Stasera Matteo, il capo, mi ha chiesto di siustemare alcune cose in sospeso, di rilasciare alcune carte…ma cazzo!! Chiedo delucidazioni a Giuseppe per alcune cose che non so fare, gli mando una mail tanto per cazzeggiare, ed è la fine!! Si, perchè il tono delle mail diventa, verso la fine, ingestibile. Si, sempre carino, ma un’altra avrebbe probabilmente minacciato denunce per mobbing! Quando ti passo da dietro io te lo guardo il culo (perchè avevo accennato alle prese per il suddetto!!), sei intrigante e ti spoglierei (spero intendesse della maschera…), con te prenderei una cioccolata calda, perchè è più intima. E chi mi conosce sa che non sto inventando, che io le cose le ricordo bene!!
A quest’ultima “provocazione” non ho reagito, ho spento il pc, messo la giacca, rullato la mia sigaretta e salutato…Ma no, aspettaci, dicono lui e Marco…
Usciamo insieme, prelevo dal bancomat, salutiamo Marco, scendiamo dal marciapiede, lui mi guarda, io guardo le macchine che arrivano, fa un passo avanti…lo tiro per una manica che si stava fiondando sotto una macchina che non l’aveva visto! Ti ho salvato la vita, adesso tu mi devi più di un favore!! Va bene un aperitivo?

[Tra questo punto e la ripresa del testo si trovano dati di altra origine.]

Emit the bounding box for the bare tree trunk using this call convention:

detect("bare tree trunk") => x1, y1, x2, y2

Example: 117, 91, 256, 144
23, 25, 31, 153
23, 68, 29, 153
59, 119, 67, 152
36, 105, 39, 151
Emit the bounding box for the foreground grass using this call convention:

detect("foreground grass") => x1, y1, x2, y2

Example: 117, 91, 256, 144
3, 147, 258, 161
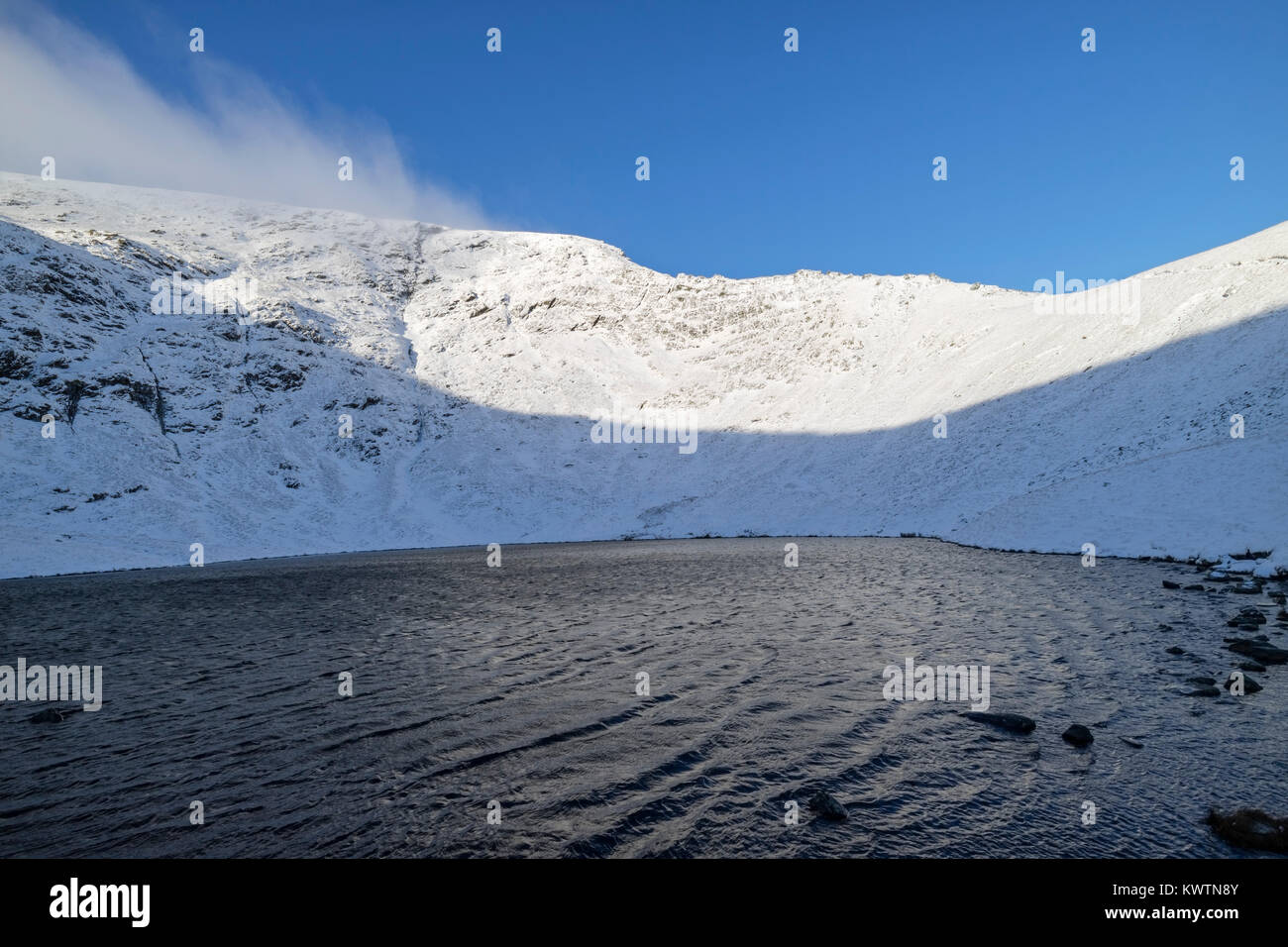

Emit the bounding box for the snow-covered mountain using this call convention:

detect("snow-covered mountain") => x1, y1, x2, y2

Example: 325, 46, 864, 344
0, 174, 1288, 576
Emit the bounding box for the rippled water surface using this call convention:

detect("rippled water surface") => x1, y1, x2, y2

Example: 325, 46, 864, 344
0, 539, 1288, 856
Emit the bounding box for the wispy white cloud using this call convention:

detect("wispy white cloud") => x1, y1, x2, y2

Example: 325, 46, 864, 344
0, 8, 488, 227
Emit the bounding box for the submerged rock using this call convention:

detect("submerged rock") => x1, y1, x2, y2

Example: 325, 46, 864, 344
30, 707, 85, 723
1221, 674, 1262, 693
1060, 726, 1092, 746
1205, 809, 1288, 853
962, 710, 1037, 733
808, 789, 850, 822
1225, 638, 1288, 665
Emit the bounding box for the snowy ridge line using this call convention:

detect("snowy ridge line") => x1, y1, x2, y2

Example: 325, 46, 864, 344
0, 174, 1288, 576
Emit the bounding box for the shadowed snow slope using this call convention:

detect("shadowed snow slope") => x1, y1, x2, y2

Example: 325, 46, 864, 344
0, 174, 1288, 576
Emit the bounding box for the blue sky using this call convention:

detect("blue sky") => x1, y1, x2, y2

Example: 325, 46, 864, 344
14, 0, 1288, 288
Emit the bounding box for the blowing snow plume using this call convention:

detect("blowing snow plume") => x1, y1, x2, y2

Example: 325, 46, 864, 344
0, 8, 485, 227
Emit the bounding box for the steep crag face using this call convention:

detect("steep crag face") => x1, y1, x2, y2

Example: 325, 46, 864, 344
0, 174, 1288, 576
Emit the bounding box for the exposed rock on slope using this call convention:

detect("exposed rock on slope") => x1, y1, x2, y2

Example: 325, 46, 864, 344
0, 175, 1288, 575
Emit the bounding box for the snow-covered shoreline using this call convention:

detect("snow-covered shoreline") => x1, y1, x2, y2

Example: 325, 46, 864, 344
0, 174, 1288, 578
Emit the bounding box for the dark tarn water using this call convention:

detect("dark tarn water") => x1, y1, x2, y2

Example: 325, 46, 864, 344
0, 539, 1288, 857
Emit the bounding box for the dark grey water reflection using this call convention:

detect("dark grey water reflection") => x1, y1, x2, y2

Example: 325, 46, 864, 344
0, 539, 1288, 856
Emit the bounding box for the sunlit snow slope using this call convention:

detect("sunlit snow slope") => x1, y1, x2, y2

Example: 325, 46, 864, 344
0, 174, 1288, 576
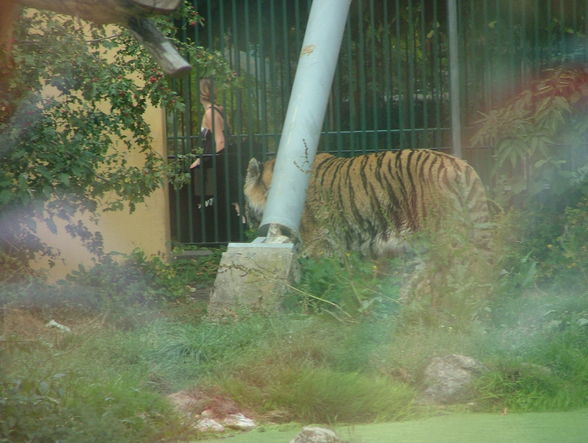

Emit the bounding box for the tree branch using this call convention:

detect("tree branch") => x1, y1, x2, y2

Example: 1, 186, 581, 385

Salgo in macchina. Due negroni, finalmente accendo la mia sigaretta. Chiaccheriamo, ma non mi sento proprio a mio agio. E’ come se mi scrutasse, come se volesse capire come sono fatta, cosa c’è da aspettarsi da me…So di non potere essere un libro aperto, so che ci sono cose che non posso dire, che non voglio più raccontare. Mi aggrappo quindi ai luoghi comuni, le categorie di uomini con cui non voglio avere più niente a che fare, il cazzeggio a lavoro, alcuni miei attegiamenti…
Le otto di sera, mi riaccompagna in macchina, il negroni faceva schifo, la miopia non va via neanche mettendo gli occhiali, la vista resta annebbiata…sarà l’alcool!! Entrati in città lo perdo di vista, troppe macchine tra di noi!! Non ho il suo numero di telefono, altrettanto lui, meglio, così eliminiamo l’imbarazzo di doverci chiamare e salutarci così!
Sarà spunto, domattina per qualche battuta, anche se ha deciso che domani dovremo ignorarci…mah!